Just this One More Time

 

Shehjar e-magazine

It was a home call that I could not set aside and it appeared repeatedly in my mind despite my best efforts to distance myself from it. It was some 25 years now that I had not seen my home which I left in anguish on a winter morning in 1990. I just wanted to visit the unforgettable moments that I lived until a quarter century ago, something that my children, now grown up and proud parents to my grandkids, always reminded me about and I set out to track the beaten path that included visits to all the places known to me and in particular visit my home and my family deity Maa Raginya at Tullamulla, the Ganesha and Sharika at Hari Parbat and also take a shikara ride to Nishat Bagh from my home shores at Naidyaar that I often enjoyed. I knew I had no place to live there now but I ventured out nevertheless and decided to stay with my old friend and colleague living in Indira Nagar from where I could access all my favourite haunts. My friend had returned home despite repeated threats to his life and he never gave up hope that all would be well. Even as nobody accompanied me from my new home at Mumbai for the reason that they did not tell, I trusted the eagerness of my friend and returned to my roots without having to go and live where I always lived after having taken birth in the house that is now occupied by some strangers who were never a part of my family. I do not know why - but I had to do it just one more time before I closed my eyes for-ever.

So on a bright summer day when the summer heat at Mumbai was unbearable I took the direct flight to Srinagar which was uneventful to say the least.

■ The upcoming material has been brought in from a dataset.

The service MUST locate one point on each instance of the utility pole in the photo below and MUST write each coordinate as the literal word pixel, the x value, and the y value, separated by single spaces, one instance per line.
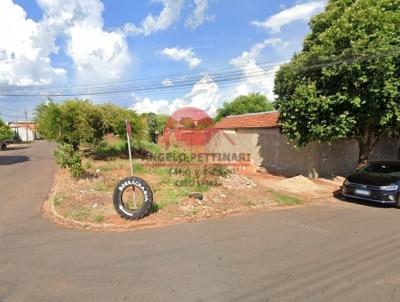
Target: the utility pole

A bright sunny morning in Srinagar and a Sunday was a perfect getaway time for a scenic visit to Nishat Bagh. We lived at Rainawari and getting there by boat was the obvious choice. We did have an alternate route which was a trek on foot following the centuries old track road that divides the Dal Lake into two segments called the “Bod Dal” and the “Lokut Dal”. It originates at Rainawari just adjacent to Chowdury Bagh. This is a perfect walk-way with no motorized vehicle plying on the track. The road is narrow and has seven bridges across that are not level with the road and carries a 24 inch diameter steel water pipe all through its length that takes water from the Harvan Reservoir to the city. This reservoir sits cradled within the cusp of the mountain gorge at whose base Nishat Bagh is located. We had little children in the group who would not like to foot the distance all the way for about four kilometers and still feel energetic to frolic around upon reaching the garden. We had to carry our food basket as well and could not trek on foot, so taking the boat was the only choice. It would be difficult to imagine not to enjoy the trip on a perfect warm sunny day as this was.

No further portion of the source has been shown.